# Messerschmitt Bf109A-0 in soviet hands. Images part 1



## sandokan (Jun 21, 2017)

Hi all folks!
A facebook friend shared me time ago a selection of images related to a Bf109A-0 captured by republican part during the Spanish civil war and seized by soviets, dispatched to Moscow technical analyst.
The story of this messerschmitt, landed in emergency short of fuel, if I'm not wrong, was a legend because there were no images confirming the capture. I want to share you this quite rare images collection.
Cheers


----------



## sandokan (Jun 21, 2017)

Part 2 of images selection related


----------



## sandokan (Jun 21, 2017)

Part 3


----------



## stona (Jun 21, 2017)

Bf 109 A coded 6-15 which made a forced landing flown by Fw. Otto Polenz on 4/12/37 near Bujaraloz. In Republican Colours (there's at least one photo showing the red wingtips of the Republican 'air force') it was extensively flown by famous French test pilot Konstantin Rozanoff who after the war would become chief test pilot at Dassault Mirage and became the first Frenchman to break the sound barrier.
The aircraft subsequently found its way to Russia where those photographs were taken. The remains of the aircraft were recaptured by the Wermacht in 1941.

Good images, most interesting is the cockpit arrangement, which differs largely from the later standard.
The oil cooler is also in a more inboard position, almost behind the gear leg.

Cheers

Steve

Reactions: Like Like:
2 | Like List reactions


----------



## sandokan (Jun 21, 2017)

Many thanks Steve, I didn't know the story of this messerschmitt in detail!
Cheers 
Tiberio


----------



## Wurger (Jun 21, 2017)




----------



## stona (Jun 21, 2017)

In late 1936 three V series machines (V3,V4 and V6) these coded as 6-1, 6-2 and 6-3. Which was which is a debate which usually produces more heat than light 

Your facebook friend should know that the aircraft in the pictures was a Bf 109 A rather than A-0, there was a small A series production run. About 20 were built, one document states 22. Most of these were delivered, by sea, to Spain in January and February 1937. They received codes in Spanish service up to 6-18 (probably). It seems probable that 16 Bf 109 As were delivered to Spain.

Cheers

Steve

Reactions: Like Like:
2 | Like List reactions


----------



## Wurger (Jun 21, 2017)

The Russian sources say the Bf 109 was of the B version..

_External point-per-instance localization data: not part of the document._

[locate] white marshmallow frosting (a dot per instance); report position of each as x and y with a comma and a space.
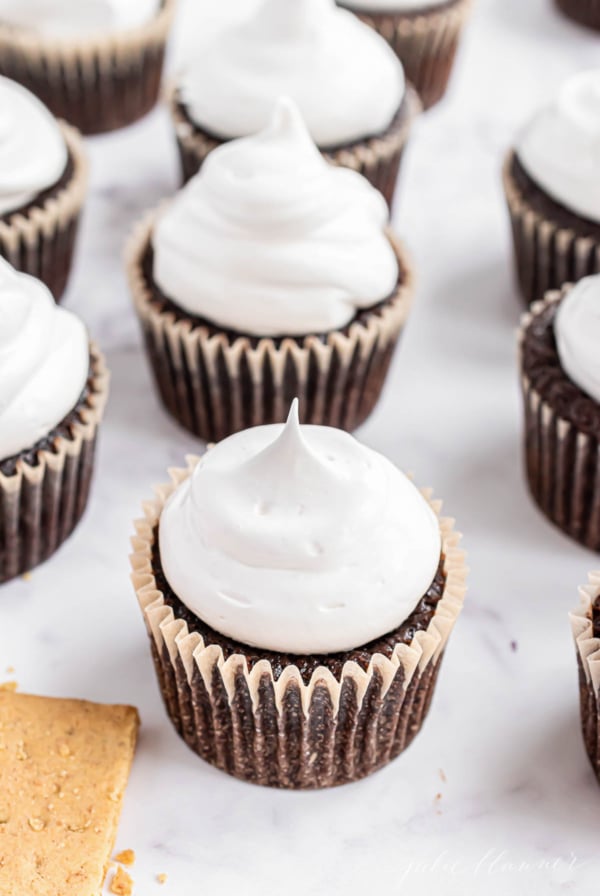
33, 152
77, 18
269, 239
392, 5
343, 76
44, 361
299, 539
560, 147
577, 333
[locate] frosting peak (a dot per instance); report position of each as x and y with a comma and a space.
577, 332
269, 239
299, 539
33, 153
344, 77
560, 147
44, 361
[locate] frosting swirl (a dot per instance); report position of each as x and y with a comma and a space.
344, 77
577, 333
560, 147
83, 18
44, 361
299, 539
33, 153
269, 239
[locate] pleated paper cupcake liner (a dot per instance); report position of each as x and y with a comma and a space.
377, 159
215, 384
562, 462
285, 732
97, 84
587, 646
41, 241
425, 44
547, 254
585, 12
41, 504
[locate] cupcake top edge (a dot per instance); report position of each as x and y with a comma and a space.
392, 6
560, 147
343, 76
269, 239
577, 333
64, 19
299, 539
44, 361
33, 152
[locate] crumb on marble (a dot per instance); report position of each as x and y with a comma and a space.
121, 883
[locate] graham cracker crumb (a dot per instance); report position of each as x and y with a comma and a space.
121, 884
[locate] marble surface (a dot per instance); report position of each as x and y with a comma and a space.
496, 794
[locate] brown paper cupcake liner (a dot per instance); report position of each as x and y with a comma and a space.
98, 84
585, 12
547, 254
215, 384
426, 43
377, 159
284, 732
41, 503
41, 241
562, 462
587, 646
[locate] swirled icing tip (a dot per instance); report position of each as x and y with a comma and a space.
287, 124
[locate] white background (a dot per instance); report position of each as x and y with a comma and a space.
518, 807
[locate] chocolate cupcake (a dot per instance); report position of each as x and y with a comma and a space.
585, 12
553, 193
96, 63
53, 387
424, 34
585, 624
347, 83
270, 275
561, 387
299, 592
43, 179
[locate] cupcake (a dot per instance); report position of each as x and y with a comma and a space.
53, 387
560, 370
270, 275
585, 623
96, 63
585, 12
43, 178
424, 34
346, 81
553, 191
298, 591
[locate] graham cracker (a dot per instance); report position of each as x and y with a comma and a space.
64, 766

Испытано в СССР. Истребитель Messerschmitt Bf 109B

Reactions: Like Like:
1 | Like List reactions


----------



## stona (Jun 21, 2017)

There's a lot of confusion about this. The reasons we can be sure that this and those other 16 aircraft were in fact A series are subtle. The inboard position of the oil cooler. The manual cocking of the two MG 17s (the EPAD 17 was still being tested at the time). Longer slats. Most obviously no provision for the central MG 17 which was a feature of the B series. According to a surviving delivery plan, 22 A series aircraft were constructed. Also note the propeller, the highest numbered aircraft in Spanish service known to be photographed with the Schwarz wooden propeller was this one, 6-16. Then there are the dates. Known production dates for the Bf 109 A were from December 1936 to February 1937. VJ./88 began operations with the Bf 109 in March 1937. The production of the B-1 started at werknummer 1021 and werknummern 1010-1020 were to be retro fitted with the third MG 17. We know that the first flight of W.Nr 1012 was on 1st March 1937, too late for it to have been in Spain.

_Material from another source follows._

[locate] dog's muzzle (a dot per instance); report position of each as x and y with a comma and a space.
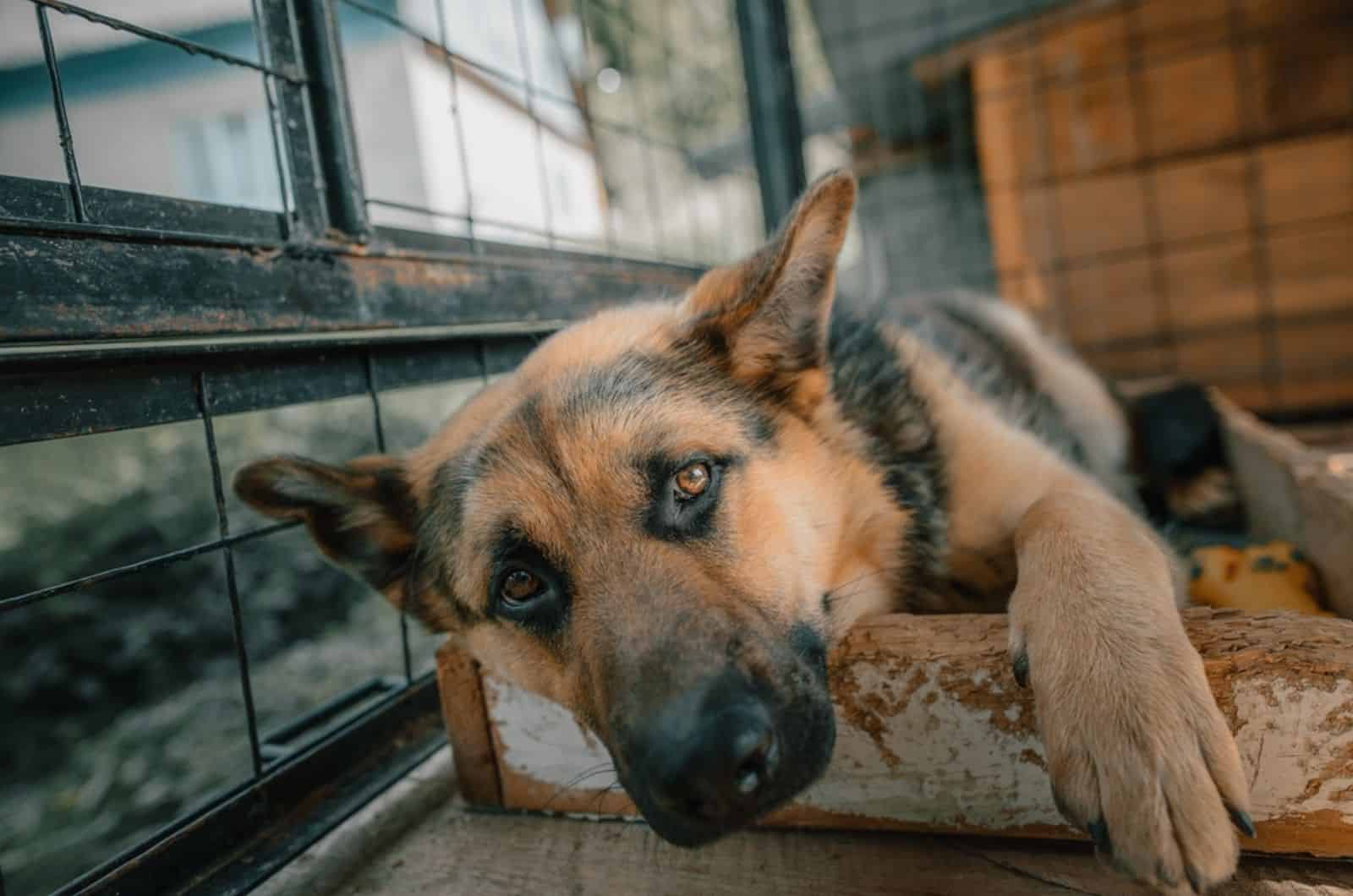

I think the Russian source has got this wrong.

Cheers

Steve

Reactions: Like Like:
2 | Like List reactions


----------



## Wurger (Jun 21, 2017)



Reactions: Like Like:
1 | Like List reactions


----------



## Gnomey (Jun 21, 2017)

Good stuff guys!

Reactions: Like Like:
1 | Like List reactions


----------



## pbehn (Jun 21, 2017)

The early versions of the 109 were really elegant.

Reactions: Like Like:
1 | Like List reactions


----------



## fubar57 (Jun 21, 2017)

Very cool. Thanks for posting Sandokan

Reactions: Friendly Friendly:
1 | Like List reactions


----------



## Crimea_River (Jun 21, 2017)

Great pics. Didn't realize the early 109 had a looped handle grip like that. Similar to British designs with, presumably, the brake control in the center.

Reactions: Like Like:
1 | Like List reactions


----------



## Old Wizard (Jun 22, 2017)



Reactions: Like Like:
1 | Like List reactions


----------



## stona (Jun 22, 2017)

Crimea_River said:


> Great pics. Didn't realize the early 109 had a looped handle grip like that. Similar to British designs with, presumably, the brake control in the center.

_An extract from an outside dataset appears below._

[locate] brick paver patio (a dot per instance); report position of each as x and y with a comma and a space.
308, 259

It is similar. As I understand it the entire column moved left/right to control the ailerons on this system, rather than just the upper 'spade' grip as in the British design. 
The lever must be a brake lever, something retained in British designs (we like a handbrake*) but not by the Germans, who adopted a system of toe brakes similar to the Americans.

* My current car (German) has an electro-magnetic handbrake/parking brake operated by a stupid little switch and I hate it. Give me a proper handbrake lever to pull any day 

Cheers

Steve

Reactions: Like Like:
1 | Funny Funny:
1 | Like List reactions


----------



## sandokan (Jun 22, 2017)

Very interesting debate guys. I'm learning about the Bf109 new things. Thanks a lot
(My apologies for the thread early posted in wrong section)
Greetings
Tiberio


----------



## Milos Gazdic (Jun 24, 2017)

Hello Steve,
It is very strange that some of the publications, even the most recent one, including the ones that seem very well researched in some other respects seem to omit the info about Bf 109 As that were sent to Spain... and very often there is not much info shared about this first (pre)production model in general. On the other hand - one can collect quite a bit of information on the internet since almost everyone agrees upon the info which you have shared above.
I would wonder if any of the French or Soviet sources were stating the original color of the aircraft since it seems also that these early Bf 109 A airframes were painted a bit different than the machines that arrived later in the civil war... Also, it seems that lots of care was taken to smoothen the panel lines with the putty before painting (in what seems like some metallic paint to my eyes).
Best regards,
Milos Gazdic


----------



## Wayne Little (Jun 25, 2017)

Great pics and info.


----------



## stona (Jun 25, 2017)

Milos Gazdic said:


> I would wonder if any of the French or Soviet sources were stating the original color of the aircraft since it seems also that these early Bf 109 A airframes were painted a bit different than the machines that arrived later in the civil war... Also, it seems that lots of care was taken to smoothen the panel lines with the putty before painting (in what seems like some metallic paint to my eyes).



When these aircraft arrived in Spain they seem to have been painted in a matte silver finish, it definitely looks different to the later aircraft in RLM 63 (or 62 ?)
Ken Merrick has suggested that the early aircraft were unpainted except for a thin green tinted protective coating, but wear patterns visible in at least one photograph (of 6-4) would tend to argue against this. What that paint was is not clear. It is impossible to state with any certainty how they were finished.
Certainly these early aircraft appear to have had the panel joins treated, taped, puttied, sanded or in some other way smoothed.
Cheers
Steve

Reactions: Like Like:
1 | Like List reactions


----------